Nvidia processors will power self-driving, “situationally aware” cars

Nvidia also have plans to cover car pillars with high-res screens.

You’ll probably know the name of Nvidia’s Tegra line of processors – the tech that powers a smattering of smartphones and tablets, as well as the Nvidia Shield. The latest Tegra, the X1, boasts the same engine as a high-end PC or new console. It’s the first mobile chip to provide a teraflop of processing power – equivalent to the millennium’s fastest supercomputer.

It’s good enough to make a car “situationally aware”, say the graphics company. And so that’s what they’ve decided to do with it.

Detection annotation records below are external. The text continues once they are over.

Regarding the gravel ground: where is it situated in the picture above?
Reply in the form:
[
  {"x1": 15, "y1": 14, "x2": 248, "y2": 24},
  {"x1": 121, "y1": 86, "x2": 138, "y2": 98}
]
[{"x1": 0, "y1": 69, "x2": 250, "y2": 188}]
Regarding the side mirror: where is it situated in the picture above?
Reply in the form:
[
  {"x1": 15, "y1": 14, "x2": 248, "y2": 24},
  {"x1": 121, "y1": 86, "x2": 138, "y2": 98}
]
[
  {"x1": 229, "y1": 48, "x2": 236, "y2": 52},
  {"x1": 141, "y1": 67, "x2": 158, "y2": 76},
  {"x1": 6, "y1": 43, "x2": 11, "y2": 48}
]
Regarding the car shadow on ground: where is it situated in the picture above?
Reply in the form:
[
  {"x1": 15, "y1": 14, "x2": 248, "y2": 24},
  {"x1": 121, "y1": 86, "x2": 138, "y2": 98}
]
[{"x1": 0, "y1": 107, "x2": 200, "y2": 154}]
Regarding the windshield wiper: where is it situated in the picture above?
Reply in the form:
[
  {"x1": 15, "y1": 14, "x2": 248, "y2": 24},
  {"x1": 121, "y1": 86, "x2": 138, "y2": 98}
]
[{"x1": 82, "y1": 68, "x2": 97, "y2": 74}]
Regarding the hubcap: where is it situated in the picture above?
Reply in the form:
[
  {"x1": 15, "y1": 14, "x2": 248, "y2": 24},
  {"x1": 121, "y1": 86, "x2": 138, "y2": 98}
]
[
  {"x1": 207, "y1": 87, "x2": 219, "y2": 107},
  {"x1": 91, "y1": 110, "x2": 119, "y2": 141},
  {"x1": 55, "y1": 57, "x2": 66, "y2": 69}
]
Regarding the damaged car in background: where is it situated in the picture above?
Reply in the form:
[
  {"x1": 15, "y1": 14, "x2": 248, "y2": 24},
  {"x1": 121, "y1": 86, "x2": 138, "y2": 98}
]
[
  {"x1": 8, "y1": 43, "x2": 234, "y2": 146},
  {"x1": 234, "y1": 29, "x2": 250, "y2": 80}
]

Self-driving cars have to be able to take in and make sense of all the inputs coming at them via a mobile supercomputer. Nvidia’s supercomputer will be the DRIVE PX, announced at CES – a board made up of two Tegra X1s that can connect up to 12 in-car cameras and process 1.3 billion pixels a second.

That means the PX will be able to process the images flying by a car on all sides, and store that information in a data recorder inside the vehicle. Nvidia say it’ll then know what to do with those inputs thanks to Deep Neural Network detection – a form of “GPU-accelerated deep learning” through which the system can learn to identify objects “better than most humans”.

The network will be able to match up a moving silver streak with its knowledge of Audi A7 sedans, for instance, or register a pedestrian partially blocked by a car.

Most of this tech belongs in not-so-near-flung future – Nvidia are waiting for driver assistance radars to be replaced by smart cameras that can warn drivers of speed cameras, upcoming congestion, and breaks in the traffic all at once. For now, they’re launching the DRIVE CX: a digital cockpit computer that can process about 17 megapixels (about two 4K screens).

Powered by the Tegra X1, the CX includes software for media integration, text-to-speech, voice control and fully-rendered 3D navigation. Expect Tron-like dynamic lighting and ambient occlusion – and additions from Nvidia partners looking to “integrate their technology”.

They’ll still do PC stuff as well, of course. Consider their recent support for DSR scaling on GeForce cards, and theNvidia Grid – a sort of Netflix for games.

That future, though. Can you see yourself letting Nvidia drive your car The Way It’s Meant to be Steered?